Il regrette « pas eu de front républicain mais une coalition des anciens pour me battre » — en référence à Laurent Virapoullé et Eric Fruteau — « mais même si certains ont sacrifié leurs valeurs pour cette élection, le résultat est là, nous avons gagné et nous allons continuer notre travail au service de Saint-André, la seule chose qui compte c'est vous, l'intérêt général, une collectivité de projet, qui avance, plus de 150 millions d'euros ont été engagés, du jamais vu et ce bilan personne ne peut l'ignorer ».
Il donne rendez-vous en 2030 : « C'est l'objectif que nous nous sommes fixés pour faire un premier bilan intermédiaire (...) Nous allons bâtir le Grand Saint-André, cette mandature sera celle des quartiers et de la proximité (...) après avoir posé des bases solides ».

"Quelle entreprise n'a pas de pointeuse ?"

En évoquant les employés communaux, il fustige le projet de son adversaire du second tour d'enlever les pointeuses de la mairie : « La mairie est une entreprise municipale, vous pouvez compter sur moi pour récompenser ceux qui travaillent et remettre de l'ordre, on avait prévu d'enlever toutes les pointeuses que j'avais installées, un retour en arrière quand un grand nombre restait chez eux ou devant les boutiques, tout simplement. Et si on enlève les pointeuses, un rapport de la CRC d'août 2021 le dit, on ne peut plus attribuer les 15 jours de RTT, on avait oublié de le dire, quelle entreprise n'a pas de pointeuse mon Dieu Seigneur, c'est le b.a.-ba d'une entreprise, comment peut-on contrôler sinon le travail de 1 600 agents ? »

Le cap sur la Cirest

Il l'assure : « Je serai le maire de l'union des Saint-Andréens, du rassemblement et de l'apaisement ».
Un discours qui est sorti des frontières communales pour s'installer au niveau de la micro-région : « Le rééquilibrage entre les micro-régions, je le dis devant Mme la présidente de Région, rééquilibrer les micro-régions est indispensable, nous ne voulons pas être plus, pas moins, nous voulons être comme les autres ».
Un discours de futur président de la Cirest ? Pour cette élection-là, le rendez-vous est fixé au 10 avril.

Laurent Virapoullé : "Un esprit constructif et républicain"

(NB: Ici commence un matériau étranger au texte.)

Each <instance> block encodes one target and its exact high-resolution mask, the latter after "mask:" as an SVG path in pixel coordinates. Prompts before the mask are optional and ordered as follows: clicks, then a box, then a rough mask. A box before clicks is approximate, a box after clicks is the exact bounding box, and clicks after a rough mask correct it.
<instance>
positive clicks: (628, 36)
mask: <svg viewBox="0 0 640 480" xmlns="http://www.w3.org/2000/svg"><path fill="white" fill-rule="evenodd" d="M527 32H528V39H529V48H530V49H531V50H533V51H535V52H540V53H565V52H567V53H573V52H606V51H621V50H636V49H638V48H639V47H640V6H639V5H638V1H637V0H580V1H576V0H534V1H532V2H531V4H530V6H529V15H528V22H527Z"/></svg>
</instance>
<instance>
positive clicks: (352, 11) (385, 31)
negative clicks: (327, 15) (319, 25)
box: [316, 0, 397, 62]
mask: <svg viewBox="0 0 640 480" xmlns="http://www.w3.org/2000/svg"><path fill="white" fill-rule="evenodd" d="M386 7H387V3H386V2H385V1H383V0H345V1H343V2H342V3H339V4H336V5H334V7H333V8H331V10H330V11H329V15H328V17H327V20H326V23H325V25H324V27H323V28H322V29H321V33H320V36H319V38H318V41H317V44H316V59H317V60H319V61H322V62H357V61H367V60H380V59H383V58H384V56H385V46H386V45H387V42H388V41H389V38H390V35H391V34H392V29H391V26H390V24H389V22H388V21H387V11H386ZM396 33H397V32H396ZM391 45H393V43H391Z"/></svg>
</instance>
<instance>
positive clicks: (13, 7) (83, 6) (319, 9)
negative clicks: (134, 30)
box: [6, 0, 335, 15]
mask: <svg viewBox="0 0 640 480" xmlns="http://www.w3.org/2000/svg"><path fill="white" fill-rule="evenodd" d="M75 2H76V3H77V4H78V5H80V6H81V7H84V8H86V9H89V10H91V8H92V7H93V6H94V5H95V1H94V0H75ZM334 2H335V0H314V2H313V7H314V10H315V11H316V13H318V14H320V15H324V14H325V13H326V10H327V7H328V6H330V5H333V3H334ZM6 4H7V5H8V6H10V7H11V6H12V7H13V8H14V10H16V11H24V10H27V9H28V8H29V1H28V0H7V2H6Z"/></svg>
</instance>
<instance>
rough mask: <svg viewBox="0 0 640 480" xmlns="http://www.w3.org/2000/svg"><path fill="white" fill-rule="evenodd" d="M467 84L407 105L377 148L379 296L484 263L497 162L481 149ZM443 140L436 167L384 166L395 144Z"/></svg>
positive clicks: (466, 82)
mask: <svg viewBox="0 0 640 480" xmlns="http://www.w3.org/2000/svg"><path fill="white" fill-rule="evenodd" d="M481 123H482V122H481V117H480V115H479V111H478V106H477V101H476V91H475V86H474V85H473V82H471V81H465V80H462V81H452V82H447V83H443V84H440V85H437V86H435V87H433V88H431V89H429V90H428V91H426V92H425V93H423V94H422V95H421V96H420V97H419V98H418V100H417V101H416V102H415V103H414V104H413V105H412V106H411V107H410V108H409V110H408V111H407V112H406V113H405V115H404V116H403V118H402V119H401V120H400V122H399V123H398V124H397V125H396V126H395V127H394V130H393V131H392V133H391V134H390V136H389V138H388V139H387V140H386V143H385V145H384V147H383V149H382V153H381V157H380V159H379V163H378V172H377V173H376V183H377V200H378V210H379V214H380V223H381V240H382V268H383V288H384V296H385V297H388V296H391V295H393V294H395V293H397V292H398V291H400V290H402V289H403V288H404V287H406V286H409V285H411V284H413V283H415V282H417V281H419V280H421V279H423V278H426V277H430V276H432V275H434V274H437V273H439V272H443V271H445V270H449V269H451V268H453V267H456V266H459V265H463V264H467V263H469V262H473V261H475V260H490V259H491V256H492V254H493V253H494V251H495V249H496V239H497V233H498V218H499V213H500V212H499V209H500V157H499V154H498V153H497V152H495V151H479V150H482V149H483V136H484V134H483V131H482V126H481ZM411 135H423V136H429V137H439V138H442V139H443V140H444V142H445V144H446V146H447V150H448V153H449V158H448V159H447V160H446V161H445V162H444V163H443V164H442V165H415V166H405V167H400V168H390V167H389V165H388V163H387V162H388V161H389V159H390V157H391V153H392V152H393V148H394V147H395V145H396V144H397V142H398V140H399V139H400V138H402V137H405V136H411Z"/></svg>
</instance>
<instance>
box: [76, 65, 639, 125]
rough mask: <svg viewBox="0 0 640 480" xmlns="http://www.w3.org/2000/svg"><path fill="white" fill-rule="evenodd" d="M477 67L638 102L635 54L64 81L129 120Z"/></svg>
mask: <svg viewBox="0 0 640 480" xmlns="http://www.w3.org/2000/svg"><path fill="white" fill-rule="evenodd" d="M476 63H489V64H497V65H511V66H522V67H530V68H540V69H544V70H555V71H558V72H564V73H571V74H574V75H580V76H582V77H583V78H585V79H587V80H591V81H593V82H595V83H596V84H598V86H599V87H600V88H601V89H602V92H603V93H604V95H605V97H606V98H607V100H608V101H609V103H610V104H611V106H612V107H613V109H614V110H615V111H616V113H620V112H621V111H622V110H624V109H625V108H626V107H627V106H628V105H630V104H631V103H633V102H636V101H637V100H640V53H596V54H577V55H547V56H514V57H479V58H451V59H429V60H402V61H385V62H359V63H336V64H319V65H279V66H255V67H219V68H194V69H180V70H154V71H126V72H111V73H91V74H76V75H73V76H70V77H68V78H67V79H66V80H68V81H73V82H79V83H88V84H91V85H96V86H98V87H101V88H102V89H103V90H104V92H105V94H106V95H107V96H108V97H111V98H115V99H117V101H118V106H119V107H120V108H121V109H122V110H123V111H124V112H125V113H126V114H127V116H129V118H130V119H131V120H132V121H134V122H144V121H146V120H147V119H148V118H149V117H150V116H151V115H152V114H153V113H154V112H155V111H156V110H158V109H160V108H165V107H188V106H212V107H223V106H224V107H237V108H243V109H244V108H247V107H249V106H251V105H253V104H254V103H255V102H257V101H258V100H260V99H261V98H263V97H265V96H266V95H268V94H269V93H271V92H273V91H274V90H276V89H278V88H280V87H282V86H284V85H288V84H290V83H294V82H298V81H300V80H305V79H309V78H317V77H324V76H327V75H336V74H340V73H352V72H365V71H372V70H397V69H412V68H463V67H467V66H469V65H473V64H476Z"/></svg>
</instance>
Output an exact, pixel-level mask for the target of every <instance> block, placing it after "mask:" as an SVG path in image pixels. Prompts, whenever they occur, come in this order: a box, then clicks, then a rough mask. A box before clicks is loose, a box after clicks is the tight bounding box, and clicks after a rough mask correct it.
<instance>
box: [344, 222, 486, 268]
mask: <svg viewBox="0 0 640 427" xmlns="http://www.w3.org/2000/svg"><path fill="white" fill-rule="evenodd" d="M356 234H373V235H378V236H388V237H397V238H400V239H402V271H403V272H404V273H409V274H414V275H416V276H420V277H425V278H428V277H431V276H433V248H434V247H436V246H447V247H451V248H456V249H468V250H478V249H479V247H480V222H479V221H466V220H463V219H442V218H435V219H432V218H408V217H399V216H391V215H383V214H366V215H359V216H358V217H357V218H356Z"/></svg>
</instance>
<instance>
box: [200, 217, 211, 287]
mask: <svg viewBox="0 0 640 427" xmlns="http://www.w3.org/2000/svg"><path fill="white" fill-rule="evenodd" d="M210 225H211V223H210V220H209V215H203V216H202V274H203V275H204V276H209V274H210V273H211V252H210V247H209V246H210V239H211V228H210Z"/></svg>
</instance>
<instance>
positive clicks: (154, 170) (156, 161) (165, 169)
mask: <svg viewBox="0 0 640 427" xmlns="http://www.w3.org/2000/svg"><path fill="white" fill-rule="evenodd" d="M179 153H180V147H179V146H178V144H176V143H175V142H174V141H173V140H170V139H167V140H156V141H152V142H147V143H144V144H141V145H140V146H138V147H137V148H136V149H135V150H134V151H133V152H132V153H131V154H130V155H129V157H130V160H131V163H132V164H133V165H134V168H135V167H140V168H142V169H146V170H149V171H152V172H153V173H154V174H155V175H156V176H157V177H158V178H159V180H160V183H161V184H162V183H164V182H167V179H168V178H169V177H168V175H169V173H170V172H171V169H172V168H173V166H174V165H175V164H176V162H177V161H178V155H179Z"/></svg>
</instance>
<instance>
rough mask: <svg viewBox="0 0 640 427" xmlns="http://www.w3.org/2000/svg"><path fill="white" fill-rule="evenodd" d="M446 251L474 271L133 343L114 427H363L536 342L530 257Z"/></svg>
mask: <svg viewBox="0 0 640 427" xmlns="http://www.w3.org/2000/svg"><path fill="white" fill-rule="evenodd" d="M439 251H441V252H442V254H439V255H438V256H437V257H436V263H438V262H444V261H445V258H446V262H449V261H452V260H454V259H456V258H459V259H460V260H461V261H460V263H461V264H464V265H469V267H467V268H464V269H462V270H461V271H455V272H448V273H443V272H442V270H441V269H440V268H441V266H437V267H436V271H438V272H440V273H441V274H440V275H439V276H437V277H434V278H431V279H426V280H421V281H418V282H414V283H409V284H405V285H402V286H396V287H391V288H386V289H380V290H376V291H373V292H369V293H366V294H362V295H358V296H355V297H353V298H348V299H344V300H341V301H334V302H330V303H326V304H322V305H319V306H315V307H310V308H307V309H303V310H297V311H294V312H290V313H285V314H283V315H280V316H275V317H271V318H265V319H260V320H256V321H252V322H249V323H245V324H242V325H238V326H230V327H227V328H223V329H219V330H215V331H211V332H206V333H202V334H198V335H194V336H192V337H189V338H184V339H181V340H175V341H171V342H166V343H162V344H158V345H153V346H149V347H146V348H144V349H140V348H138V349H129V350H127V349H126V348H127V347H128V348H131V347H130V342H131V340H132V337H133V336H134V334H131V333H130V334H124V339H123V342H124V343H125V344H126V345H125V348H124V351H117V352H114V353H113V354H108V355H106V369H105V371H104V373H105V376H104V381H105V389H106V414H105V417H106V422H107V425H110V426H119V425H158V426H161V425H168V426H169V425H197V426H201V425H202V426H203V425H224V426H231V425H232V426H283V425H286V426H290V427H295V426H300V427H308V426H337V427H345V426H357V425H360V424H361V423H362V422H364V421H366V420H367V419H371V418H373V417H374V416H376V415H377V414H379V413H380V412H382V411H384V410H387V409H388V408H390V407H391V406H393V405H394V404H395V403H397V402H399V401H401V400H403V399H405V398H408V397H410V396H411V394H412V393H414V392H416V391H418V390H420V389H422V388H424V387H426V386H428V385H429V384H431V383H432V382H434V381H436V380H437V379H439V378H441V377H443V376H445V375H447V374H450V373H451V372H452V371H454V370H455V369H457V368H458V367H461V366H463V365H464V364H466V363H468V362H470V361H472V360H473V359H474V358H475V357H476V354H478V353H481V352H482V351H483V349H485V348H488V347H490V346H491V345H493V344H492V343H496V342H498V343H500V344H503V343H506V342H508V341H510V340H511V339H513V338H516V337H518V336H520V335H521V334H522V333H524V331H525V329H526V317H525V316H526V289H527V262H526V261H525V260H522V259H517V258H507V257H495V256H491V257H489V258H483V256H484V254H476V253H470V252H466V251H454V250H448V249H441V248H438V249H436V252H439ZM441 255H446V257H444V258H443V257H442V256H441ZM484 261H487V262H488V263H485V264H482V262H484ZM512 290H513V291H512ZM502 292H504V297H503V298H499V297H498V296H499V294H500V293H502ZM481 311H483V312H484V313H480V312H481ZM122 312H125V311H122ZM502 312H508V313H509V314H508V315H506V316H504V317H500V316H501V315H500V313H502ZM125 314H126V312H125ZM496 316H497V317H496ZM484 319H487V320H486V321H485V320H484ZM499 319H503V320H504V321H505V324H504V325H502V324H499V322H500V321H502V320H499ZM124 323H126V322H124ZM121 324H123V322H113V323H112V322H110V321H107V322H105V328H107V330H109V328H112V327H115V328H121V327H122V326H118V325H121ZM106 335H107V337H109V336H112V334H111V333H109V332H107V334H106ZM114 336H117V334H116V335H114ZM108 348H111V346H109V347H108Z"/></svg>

Interrogé avant le début de la séance, au moment de siéger pour la première fois dans l'opposition, Laurent Virapoullé a évoqué un « sentiment de responsabilité puisque nous siégeons pour 12 241 électeurs de Saint-André, c'est-à-dire quasiment le même nombre de voix que le maire en place, nous avons tenu à être présents et nous allons représenter dignement ceux qui ont voté pour nous dans un esprit constructif et républicain même si nous avons contesté l'élection ».

Le maire et ses adjoints (dans l'ordre) :

Joé Bédier, Jean-Marc Péquin, Gilberte Rayepin Moutoussamy, Jean-Michel Jauze, Evelyne Voisin, Laurent Papaya, Linda Virapin Kichenin, Gilles Naze, Migline Grondin, Christian Gotte, Josette Sababady, Jean-Paul Constant, Jimmye Coupou, Michel Mazeau

Adjoints de quartier : Asmahane Issimaila Hamida (Fayard), Mickael Soubaya (Cressonnière), Tatiana Boyer (Cambuston), Jimmy Grondin (centre-ville).